En una detección magnética, el oligonucleótido de sondeo es inmovilizado sobre un elemento sensor magnético, por ejemplo un sensor GMR. El ácido nucleico diana o el híbrido del oligonucleótido de sondeo y el ácido nucleico diana puede ser marcado, por ejemplo, con partículas paramagnéticas, por ejemplo nanopartículas de óxido de hierro, de manera que en la posición del oligonucleótido, durante el enlace del ácido nucleico diana, se puede detectar una modificación de las características magnéticas.
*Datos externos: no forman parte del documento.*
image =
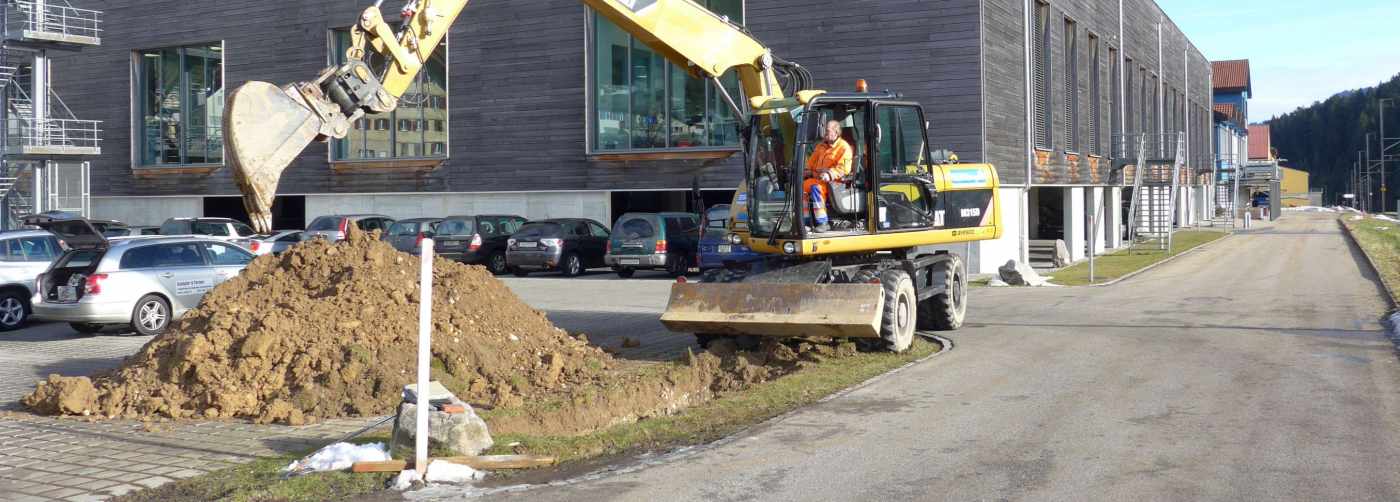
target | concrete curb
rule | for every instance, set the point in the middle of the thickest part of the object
(1131, 274)
(651, 460)
(1351, 238)
(1392, 319)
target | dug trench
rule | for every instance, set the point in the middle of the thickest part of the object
(329, 330)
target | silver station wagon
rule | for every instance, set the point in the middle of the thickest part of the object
(144, 281)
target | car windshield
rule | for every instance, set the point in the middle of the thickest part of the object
(541, 230)
(637, 227)
(499, 225)
(325, 224)
(455, 227)
(209, 228)
(405, 228)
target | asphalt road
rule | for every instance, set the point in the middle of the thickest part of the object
(1255, 369)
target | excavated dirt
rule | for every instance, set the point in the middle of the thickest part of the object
(331, 330)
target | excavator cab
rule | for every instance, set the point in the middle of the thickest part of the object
(892, 186)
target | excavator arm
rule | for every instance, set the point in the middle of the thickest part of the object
(693, 38)
(268, 126)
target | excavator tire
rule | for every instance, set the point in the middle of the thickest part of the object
(945, 311)
(900, 311)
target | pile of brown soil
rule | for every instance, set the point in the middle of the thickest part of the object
(331, 330)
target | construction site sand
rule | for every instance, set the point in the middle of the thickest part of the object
(329, 330)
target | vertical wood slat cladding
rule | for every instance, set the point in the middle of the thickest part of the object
(517, 84)
(1005, 80)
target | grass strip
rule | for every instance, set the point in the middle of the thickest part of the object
(261, 480)
(1381, 241)
(1124, 262)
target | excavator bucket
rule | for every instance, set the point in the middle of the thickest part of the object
(266, 127)
(776, 309)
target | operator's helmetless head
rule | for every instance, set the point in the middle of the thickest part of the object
(833, 132)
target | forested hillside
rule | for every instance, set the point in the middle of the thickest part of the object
(1323, 139)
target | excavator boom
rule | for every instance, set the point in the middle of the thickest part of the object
(268, 126)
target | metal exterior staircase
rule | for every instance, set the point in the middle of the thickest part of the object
(38, 168)
(1157, 179)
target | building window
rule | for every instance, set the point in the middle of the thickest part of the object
(1071, 85)
(1039, 51)
(1129, 112)
(640, 101)
(181, 105)
(1095, 97)
(401, 133)
(1115, 97)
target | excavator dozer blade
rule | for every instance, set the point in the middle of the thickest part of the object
(776, 309)
(265, 127)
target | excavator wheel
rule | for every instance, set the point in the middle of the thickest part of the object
(900, 311)
(945, 311)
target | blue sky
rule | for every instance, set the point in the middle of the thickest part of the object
(1299, 51)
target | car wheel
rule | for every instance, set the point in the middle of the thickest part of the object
(496, 263)
(151, 315)
(86, 327)
(571, 266)
(678, 266)
(13, 311)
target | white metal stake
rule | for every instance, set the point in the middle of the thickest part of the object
(420, 435)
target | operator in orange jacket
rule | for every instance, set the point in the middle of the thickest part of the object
(830, 161)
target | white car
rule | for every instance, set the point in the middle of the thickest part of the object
(144, 281)
(23, 256)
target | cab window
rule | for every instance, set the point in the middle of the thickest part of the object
(224, 255)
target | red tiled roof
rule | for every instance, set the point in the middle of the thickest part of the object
(1231, 76)
(1228, 111)
(1259, 141)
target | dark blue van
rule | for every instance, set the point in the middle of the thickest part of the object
(714, 251)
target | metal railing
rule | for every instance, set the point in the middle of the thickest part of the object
(56, 17)
(1157, 147)
(53, 133)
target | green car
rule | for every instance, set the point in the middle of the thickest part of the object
(654, 241)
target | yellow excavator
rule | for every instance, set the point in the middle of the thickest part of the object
(870, 273)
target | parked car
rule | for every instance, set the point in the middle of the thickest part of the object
(478, 239)
(335, 227)
(716, 251)
(654, 241)
(275, 242)
(406, 235)
(226, 230)
(109, 227)
(569, 245)
(23, 256)
(146, 281)
(130, 231)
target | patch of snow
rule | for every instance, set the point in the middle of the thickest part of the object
(447, 471)
(338, 456)
(405, 480)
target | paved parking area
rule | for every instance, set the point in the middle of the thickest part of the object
(65, 459)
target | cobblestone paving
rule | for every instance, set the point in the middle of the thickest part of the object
(52, 459)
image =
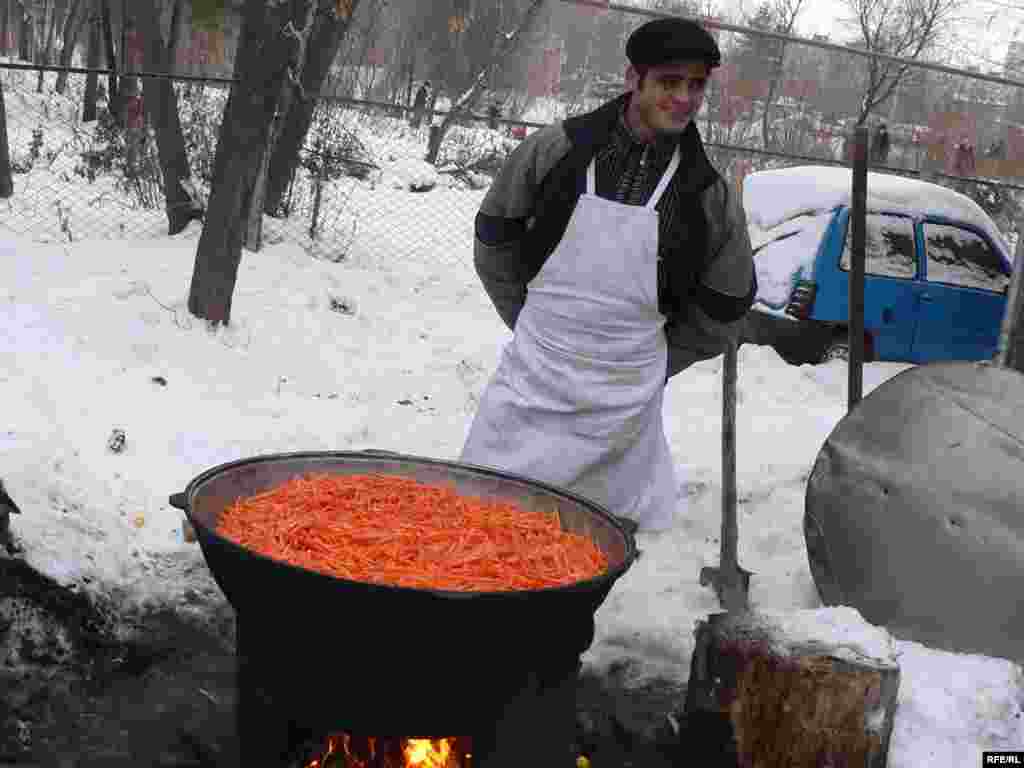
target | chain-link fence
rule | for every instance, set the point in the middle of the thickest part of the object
(363, 192)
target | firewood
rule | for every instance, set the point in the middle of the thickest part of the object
(787, 701)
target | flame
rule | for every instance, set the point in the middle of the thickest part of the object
(345, 751)
(427, 753)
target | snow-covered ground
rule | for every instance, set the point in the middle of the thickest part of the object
(390, 347)
(94, 336)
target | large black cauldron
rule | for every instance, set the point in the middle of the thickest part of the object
(380, 659)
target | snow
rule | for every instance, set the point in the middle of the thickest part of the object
(842, 630)
(390, 347)
(772, 197)
(786, 251)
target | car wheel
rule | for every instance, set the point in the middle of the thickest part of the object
(838, 349)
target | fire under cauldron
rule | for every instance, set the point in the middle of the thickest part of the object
(323, 659)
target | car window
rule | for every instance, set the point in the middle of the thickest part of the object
(961, 257)
(889, 249)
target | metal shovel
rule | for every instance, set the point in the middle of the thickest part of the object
(731, 583)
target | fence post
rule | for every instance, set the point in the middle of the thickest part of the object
(855, 302)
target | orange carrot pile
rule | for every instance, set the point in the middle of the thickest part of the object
(399, 531)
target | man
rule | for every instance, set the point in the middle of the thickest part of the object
(619, 257)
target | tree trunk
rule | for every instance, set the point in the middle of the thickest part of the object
(73, 26)
(25, 42)
(6, 180)
(329, 32)
(260, 70)
(113, 96)
(508, 45)
(254, 228)
(162, 107)
(778, 702)
(92, 79)
(49, 27)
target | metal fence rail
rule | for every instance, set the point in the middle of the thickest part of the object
(363, 193)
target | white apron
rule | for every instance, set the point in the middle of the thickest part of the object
(577, 398)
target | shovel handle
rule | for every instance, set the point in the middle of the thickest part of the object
(729, 525)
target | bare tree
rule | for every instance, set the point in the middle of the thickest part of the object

Un problema que surge en todos los principios de detección se basa en el hecho de que entre los elementos sensores individuales pueden surgir diferencias cualitativas, que justamente en procedimientos de medición altamente sensitivos y cuantitativos o semi-cuantitativos pueden conducir a potencias de señal de diferentes intensidades. También mediante otras influencias exteriores, por ejemplo variaciones o gradientes en la temperatura o variaciones de temperatura o corriente determinadas por la fluídica en la superficie sensora, puede suceder que no todos los elementos sensores en una configuración de micromatrices presenten la misma sensibilidad, o que habiendo la misma concentración del ácido nucleico diana (z) no envíen la señal con la misma intensidad de señal. Se sabe, por ejemplo, que los elementos sensores que se encuentran en el margen de una configuración de micromatrices se comportan de manera diferente a los elementos sensores que se encuentran en la zona media de una configuración de micromatrices.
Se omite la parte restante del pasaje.